Lampedusa: il difficile riconoscimento delle salme, una donna somala in lutto

Veronica Robinson

Agosto 15, 2025

Una tragedia in mare ha colpito duramente le famiglie di migranti che cercavano un futuro migliore in Europa. Il 14 agosto 2025, a 14 miglia dalla costa di Lampedusa, una barca stracolma di persone ha cominciato a imbarcare acqua, trasformando un viaggio di speranza in un incubo senza fine. Tra i passeggeri, una giovane donna somala ha vissuto il dramma di perdere la propria neonata, che le è scivolata dalle braccia mentre il marito, incapace di nuotare, veniva inghiottito dalle onde.
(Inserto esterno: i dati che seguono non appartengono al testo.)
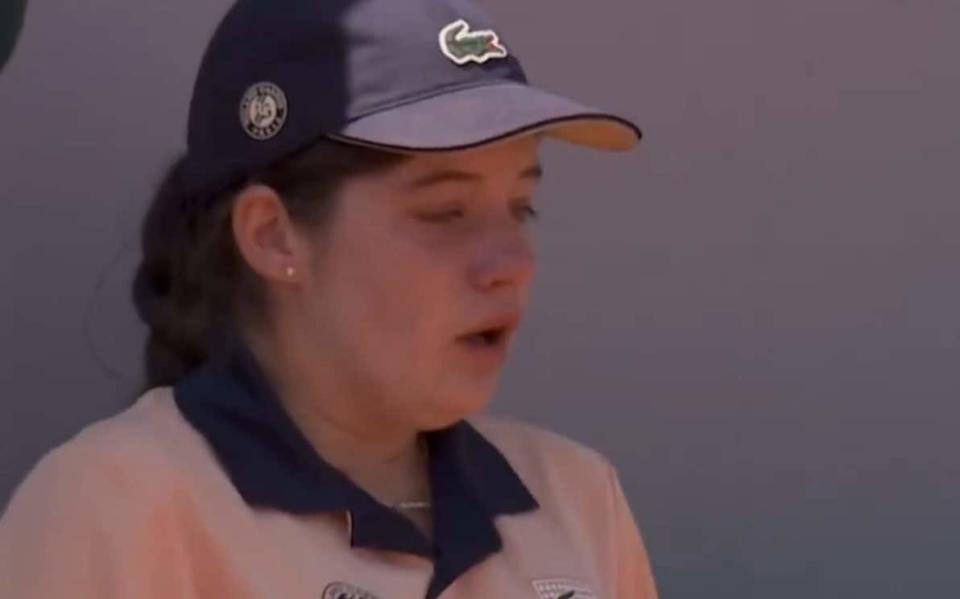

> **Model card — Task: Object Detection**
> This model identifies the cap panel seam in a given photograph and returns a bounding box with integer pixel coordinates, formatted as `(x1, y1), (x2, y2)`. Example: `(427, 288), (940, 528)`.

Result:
(346, 77), (523, 122)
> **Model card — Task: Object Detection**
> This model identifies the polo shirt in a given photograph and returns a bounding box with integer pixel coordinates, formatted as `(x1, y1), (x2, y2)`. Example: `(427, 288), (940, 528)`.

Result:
(0, 339), (659, 598)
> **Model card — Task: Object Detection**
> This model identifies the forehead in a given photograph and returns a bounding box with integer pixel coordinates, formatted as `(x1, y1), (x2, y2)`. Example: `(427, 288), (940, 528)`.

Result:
(385, 135), (543, 189)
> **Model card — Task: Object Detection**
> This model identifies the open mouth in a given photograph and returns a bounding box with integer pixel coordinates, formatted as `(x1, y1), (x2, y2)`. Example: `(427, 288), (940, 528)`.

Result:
(457, 312), (520, 354)
(460, 327), (507, 347)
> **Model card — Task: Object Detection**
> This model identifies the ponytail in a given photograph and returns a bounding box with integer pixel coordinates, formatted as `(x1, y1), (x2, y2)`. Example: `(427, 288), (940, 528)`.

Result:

Fino a tarda sera, la donna ha mantenuto una flebile speranza di ritrovare il marito vivo. Tuttavia, la realtà si è rivelata ben più cruda quando gli agenti di polizia le hanno mostrato le fotografie di 23 vittime, anime perdute nel doppio naufragio. Il riconoscimento del volto della figlia e quello del marito ha causato un dolore insopportabile, portandola a un crollo emotivo che ha segnato la sua esistenza.

La sofferenza non ha colpito solo la donna somala. Anche un uomo, anch’egli originario della Somalia, ha subito un malore dopo aver riconosciuto la cugina adolescente e un ragazzino di circa 14 anni, il quale ha visto il volto del fratello tra le immagini. La sua reazione è stata devastante: in lacrime, ha ripetuto all’infinito la frase “non è possibile”, incapace di accettare la perdita.

Il dramma del riconoscimento dei cadaveri

Lo straziante processo di identificazione dei corpi continua. Un adolescente egiziano, sopravvissuto alla tragedia, è riuscito a riconoscere lo zio e il nipote di sua zia, i quali avevano lasciato l’Egitto per cercare un futuro migliore in Francia, dopo mesi di prigionia in Libia. La loro storia, come quella di molti altri, è segnata da sofferenza e speranza infranta.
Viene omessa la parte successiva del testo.